When Mass Murder Becomes Commonplace

Tragedy has played out so often that it has become a statistic.

The story of psychopaths, mostly young white men, with guns killing lots of people plays out so frequently in America that it’s to impossible to find anything novel to say about it. There was another in a Buffalo supermarket Saturday and, alas, another in a Laguna church yesterday. The usual suspects are reading off the same old scripts as in the last hundred times this happened.

The headline memeorandum flagged from the NYT live blog, “Classmates recall the suspect as ‘quiet’ and reclusive,” is almost comedic, recalling a classic Saturday Night Live sketch from almost four decades ago. Then again, the fact that SNL was parodying news coverage of killings (back in those days, just one person at a time) that long ago is on point.

Just scrolling the NYT coverage, one sees all of the classics:

One doesn’t really need to read the stories, as they’re all so familiar.

We’ll certainly get the usual “debate” about guns. And about the responsibility, or lack thereof, played by politicians and media personalities aligned with the shooter. And the problems with our mental health system. And of disaffected youth.

And then we’ll quickly move on to the next mass shooting which, sadly, has already taken place.

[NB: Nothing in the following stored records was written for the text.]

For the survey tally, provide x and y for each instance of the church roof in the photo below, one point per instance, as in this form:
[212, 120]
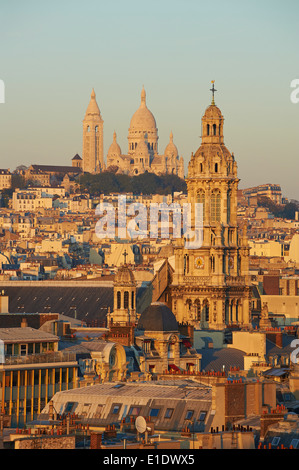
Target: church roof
[114, 148]
[124, 275]
[157, 317]
[143, 118]
[171, 148]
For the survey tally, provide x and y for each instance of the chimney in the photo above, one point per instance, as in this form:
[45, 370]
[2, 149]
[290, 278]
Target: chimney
[95, 440]
[275, 336]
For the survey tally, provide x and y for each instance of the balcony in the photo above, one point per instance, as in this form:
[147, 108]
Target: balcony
[43, 358]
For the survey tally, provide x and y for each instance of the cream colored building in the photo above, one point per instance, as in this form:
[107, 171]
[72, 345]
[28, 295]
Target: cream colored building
[5, 179]
[142, 153]
[210, 285]
[30, 201]
[93, 143]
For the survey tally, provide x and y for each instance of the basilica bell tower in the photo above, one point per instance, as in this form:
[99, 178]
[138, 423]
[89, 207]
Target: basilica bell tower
[211, 284]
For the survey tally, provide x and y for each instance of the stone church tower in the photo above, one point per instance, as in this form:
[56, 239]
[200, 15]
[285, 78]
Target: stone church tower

And nothing whatsoever will change. Except the body count.

FILED UNDER: Crime, Guns and Gun Control, Policing, Race and Politics, Terrorism, US Politics, , , , ,
James Joyner
About James Joyner
James Joyner is Professor and Department Head of Security Studies at Marine Corps University's Command and Staff College. He's a former Army officer and Desert Storm veteran. Views expressed here are his own. Follow James on Twitter @DrJJoyner.

Comments

  1. drj says:

    And nothing whatsoever will change.

    Well, there is one side that provides the ideology of quite a few of the shooters, doesn’t want to restrict the ability to own guns, and couldn’t care less about funding mental health care.

    In other words, one side wants the current situation to continue. Because it plays well with their primary voters.

    And the other side can’t get rid of gerrymandering and the filibuster.

    It’s not that nothing can be done, it’s that a controlling minority doesn’t want that to happen.

    It’s a political choice.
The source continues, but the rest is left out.